In Milan, with your family, you lived at Via Montebello 32, in the big villa that after the war one of your brothers – who cared more than you did about the title of count – managed to demolish to promote a very profitable real estate operation, in the heart of a city that was changing its skin for the umpteenth time. The editorial offices of the magazine were in your house. And you were its editorial staff.
How long did the Corrente experience last? A very short time. But it was amazingly fertile, the milestone that oriented your entire existence. Those were the years in which you wrote experimental texts for Giorgio Strehler and Paolo Grassi (and texts performed by Franco Parenti at the Sala Sammartini), years when you learned to paint from Bruno Cassinari and to manage a magazine whose contributors were artists, philosophers, poets, often some years your senior: Luciano Anceschi, Carlo Bo, Renato Birolli, Antonio Banfi. Then there were the exhibitions of paintings – at the Permanente or the Galleria Grande on Via Dante – with Carlo Carrà, Giacomo Manzù, Renato Guttuso, Mario Mafai. The list of collaborations was very long, long enough to quicken the pulse. You, a tall, slim youth, not yet twenty, were learning by doing. Vittorio Sereni always acknowledged this virtue of yours, “the habit of shared work and absolute dedication to it.”
Art, life, society, politics were all one and the same thing, for you. As was love. You met Lidia because you knew her brother, “Raffaellino” De Grada. Your friend and collaborator, arrested the first time by the regime in 1938 and then again imprisoned for the strikes organized at Pirelli in ’43. In those years your magazine had been banned by the police, but during the war you continued to publish, in the “Edizioni di Corrente,” the poems of Vittorio Sereni, the translations of Greek lyric poetry by Salvatore Quasimodo, the theater pieces of Beniamino Joppolo, the photographs of Alberto Lattuada. And you continued your antifascist activism, organizing secret meetings and distributing flyers around the city.

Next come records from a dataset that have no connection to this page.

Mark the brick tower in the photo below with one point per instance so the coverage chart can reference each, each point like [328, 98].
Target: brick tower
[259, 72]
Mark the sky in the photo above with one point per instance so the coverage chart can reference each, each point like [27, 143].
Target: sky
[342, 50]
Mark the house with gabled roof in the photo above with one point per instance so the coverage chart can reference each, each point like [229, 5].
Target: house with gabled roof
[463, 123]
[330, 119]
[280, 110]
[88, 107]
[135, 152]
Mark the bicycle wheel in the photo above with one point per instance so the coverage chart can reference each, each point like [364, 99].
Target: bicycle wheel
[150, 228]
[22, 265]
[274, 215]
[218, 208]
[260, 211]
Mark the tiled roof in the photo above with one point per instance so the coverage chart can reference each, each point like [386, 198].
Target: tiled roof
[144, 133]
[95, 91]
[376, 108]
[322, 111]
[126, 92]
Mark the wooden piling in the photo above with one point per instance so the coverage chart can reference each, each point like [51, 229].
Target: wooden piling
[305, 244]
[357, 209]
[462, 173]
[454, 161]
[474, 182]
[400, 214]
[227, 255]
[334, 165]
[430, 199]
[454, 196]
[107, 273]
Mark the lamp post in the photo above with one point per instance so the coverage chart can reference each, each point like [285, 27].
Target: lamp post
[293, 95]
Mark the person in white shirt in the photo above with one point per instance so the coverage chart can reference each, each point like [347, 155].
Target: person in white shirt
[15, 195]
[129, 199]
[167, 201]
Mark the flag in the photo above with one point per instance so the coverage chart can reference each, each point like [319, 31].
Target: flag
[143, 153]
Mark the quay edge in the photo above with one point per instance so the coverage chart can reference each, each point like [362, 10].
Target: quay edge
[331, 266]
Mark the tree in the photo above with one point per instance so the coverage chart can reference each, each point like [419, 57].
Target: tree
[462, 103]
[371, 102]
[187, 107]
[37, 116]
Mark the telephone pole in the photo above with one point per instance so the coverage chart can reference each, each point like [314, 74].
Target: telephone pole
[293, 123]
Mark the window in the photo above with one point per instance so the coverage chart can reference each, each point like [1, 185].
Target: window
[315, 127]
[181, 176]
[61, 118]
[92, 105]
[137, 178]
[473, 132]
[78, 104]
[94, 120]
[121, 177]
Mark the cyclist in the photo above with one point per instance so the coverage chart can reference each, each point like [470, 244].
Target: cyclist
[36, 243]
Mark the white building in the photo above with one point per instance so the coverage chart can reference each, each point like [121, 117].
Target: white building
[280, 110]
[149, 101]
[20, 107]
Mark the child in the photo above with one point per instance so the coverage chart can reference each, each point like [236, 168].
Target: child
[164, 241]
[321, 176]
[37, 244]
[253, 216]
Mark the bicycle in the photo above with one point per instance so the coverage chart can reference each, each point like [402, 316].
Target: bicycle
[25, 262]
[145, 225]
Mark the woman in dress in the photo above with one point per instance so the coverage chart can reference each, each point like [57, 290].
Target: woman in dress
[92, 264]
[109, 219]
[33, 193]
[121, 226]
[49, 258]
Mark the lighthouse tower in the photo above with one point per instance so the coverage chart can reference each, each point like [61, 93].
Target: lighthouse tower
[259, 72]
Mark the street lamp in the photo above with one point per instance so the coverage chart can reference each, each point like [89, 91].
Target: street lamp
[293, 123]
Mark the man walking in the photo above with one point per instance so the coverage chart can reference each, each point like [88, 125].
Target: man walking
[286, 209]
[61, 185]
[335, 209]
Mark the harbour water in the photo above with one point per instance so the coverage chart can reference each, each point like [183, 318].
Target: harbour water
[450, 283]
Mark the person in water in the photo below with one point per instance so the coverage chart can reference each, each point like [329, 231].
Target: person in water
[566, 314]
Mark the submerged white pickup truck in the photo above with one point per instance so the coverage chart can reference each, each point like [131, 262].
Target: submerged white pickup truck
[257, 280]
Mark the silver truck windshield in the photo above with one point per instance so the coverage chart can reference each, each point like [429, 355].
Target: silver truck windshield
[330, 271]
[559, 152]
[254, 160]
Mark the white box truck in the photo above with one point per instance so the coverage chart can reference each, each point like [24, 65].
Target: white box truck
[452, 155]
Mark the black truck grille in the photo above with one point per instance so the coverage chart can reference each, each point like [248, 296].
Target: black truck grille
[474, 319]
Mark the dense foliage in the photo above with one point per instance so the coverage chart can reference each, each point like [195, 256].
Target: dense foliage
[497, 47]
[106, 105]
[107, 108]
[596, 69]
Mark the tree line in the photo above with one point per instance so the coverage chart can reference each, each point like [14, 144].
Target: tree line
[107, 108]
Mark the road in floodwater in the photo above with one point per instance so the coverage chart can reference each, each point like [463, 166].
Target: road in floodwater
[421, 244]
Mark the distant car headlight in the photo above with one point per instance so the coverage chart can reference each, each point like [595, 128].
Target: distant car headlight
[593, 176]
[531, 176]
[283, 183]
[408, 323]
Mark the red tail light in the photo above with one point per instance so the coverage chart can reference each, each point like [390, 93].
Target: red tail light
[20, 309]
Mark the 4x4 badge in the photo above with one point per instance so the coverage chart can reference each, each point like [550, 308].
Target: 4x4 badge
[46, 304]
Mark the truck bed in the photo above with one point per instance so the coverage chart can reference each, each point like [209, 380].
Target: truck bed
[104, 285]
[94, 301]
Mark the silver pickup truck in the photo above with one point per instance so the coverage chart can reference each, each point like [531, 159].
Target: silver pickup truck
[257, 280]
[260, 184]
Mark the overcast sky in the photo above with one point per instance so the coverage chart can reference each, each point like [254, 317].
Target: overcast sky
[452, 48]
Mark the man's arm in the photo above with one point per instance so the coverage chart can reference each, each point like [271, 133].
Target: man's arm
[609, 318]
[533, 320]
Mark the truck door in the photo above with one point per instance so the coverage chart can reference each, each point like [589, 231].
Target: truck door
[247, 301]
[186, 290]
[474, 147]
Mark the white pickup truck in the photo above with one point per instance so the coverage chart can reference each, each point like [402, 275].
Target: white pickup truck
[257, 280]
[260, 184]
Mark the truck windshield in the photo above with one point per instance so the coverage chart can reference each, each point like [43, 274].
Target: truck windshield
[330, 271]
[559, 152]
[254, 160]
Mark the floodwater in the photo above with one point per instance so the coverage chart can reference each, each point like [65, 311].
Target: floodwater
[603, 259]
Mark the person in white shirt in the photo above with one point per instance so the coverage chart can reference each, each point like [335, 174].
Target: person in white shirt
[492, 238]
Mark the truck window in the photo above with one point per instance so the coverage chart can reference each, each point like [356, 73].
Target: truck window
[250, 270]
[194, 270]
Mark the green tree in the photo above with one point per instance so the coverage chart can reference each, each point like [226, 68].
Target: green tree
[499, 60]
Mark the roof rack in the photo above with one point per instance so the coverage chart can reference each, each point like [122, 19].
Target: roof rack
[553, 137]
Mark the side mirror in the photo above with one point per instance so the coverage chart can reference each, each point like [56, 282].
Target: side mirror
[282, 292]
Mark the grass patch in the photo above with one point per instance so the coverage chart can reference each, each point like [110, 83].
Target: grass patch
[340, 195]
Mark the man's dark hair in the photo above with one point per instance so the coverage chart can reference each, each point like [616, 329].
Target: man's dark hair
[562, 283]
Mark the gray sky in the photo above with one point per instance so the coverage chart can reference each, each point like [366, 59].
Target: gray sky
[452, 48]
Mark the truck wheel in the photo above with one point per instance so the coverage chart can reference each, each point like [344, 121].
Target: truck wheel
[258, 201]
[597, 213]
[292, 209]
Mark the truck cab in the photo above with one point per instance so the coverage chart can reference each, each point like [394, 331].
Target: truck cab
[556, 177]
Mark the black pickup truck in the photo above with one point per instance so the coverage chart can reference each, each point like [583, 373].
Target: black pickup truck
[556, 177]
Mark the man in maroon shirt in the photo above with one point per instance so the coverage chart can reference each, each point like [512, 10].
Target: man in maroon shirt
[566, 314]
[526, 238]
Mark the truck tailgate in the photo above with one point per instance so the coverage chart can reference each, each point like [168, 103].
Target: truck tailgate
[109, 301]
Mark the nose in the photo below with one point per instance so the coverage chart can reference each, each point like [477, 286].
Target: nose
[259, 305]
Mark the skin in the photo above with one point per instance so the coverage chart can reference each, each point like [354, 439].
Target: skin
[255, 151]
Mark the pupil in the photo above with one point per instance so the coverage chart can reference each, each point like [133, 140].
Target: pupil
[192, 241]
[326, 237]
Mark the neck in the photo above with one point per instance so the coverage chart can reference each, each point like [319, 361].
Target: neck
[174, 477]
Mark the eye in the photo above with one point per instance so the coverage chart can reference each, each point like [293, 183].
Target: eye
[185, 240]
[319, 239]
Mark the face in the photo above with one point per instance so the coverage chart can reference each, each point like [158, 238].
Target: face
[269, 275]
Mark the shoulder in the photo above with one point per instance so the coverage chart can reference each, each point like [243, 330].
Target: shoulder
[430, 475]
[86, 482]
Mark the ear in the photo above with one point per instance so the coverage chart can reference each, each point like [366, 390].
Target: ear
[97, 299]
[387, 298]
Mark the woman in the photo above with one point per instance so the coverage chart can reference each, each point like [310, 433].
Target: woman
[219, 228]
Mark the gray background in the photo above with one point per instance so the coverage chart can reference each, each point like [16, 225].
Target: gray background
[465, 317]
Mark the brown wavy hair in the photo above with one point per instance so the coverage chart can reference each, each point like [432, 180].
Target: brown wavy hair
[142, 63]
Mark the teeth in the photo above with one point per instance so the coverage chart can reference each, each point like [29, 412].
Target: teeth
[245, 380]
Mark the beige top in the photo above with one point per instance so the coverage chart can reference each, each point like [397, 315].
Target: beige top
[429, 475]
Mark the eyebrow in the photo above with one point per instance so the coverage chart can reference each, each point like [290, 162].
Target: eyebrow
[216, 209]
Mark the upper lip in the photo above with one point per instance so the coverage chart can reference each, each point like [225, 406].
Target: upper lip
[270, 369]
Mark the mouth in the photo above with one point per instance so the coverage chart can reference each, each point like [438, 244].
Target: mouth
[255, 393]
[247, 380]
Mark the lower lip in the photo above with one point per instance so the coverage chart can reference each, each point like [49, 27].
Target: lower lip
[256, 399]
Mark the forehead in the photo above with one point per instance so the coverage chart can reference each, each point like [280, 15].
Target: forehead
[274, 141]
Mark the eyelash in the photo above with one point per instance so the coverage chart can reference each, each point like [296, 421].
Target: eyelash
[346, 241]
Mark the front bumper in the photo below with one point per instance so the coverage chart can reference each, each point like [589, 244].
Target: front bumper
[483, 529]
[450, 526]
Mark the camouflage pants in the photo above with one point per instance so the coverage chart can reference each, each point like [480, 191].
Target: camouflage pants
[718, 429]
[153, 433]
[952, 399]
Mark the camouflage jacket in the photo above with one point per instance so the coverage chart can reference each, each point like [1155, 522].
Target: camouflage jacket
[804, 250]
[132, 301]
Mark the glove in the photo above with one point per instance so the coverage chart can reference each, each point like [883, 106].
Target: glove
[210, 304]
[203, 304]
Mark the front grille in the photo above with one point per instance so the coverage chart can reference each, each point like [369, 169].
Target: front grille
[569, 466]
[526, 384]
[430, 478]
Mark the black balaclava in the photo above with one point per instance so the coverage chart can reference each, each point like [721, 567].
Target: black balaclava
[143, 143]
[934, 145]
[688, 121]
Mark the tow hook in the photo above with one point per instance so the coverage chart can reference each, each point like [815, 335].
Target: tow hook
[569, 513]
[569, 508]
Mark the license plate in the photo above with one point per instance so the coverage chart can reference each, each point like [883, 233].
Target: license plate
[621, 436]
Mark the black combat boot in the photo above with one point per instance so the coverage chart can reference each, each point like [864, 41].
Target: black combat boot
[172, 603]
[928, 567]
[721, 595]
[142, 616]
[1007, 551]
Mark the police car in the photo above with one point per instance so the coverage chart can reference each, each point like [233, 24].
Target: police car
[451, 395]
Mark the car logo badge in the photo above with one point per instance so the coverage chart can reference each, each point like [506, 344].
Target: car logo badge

On a day of leave from the front, Cassinari organized a party in his studio, on Via San Tomaso. You were young, things got wild, with Giorgio Labò, who died a partisan, a few years later, walking on the roof cornice, and Giuseppe Migneco so drunk he fell asleep on the jump seat outside the door. You, instead, spent the whole evening talking with Lidia. About war, peace, painting, art. Life. You never parted, after that. You made love for the first time on the hard floor of the Corrente gallery. After the fall of Mussolini your studio became the underground office of Unità. You were arrested, and it took your father and all his connections to get you out. You fled to Switzerland, with Lidia pregnant, without papers. There you helped to move weapons over the border, for the Resistance.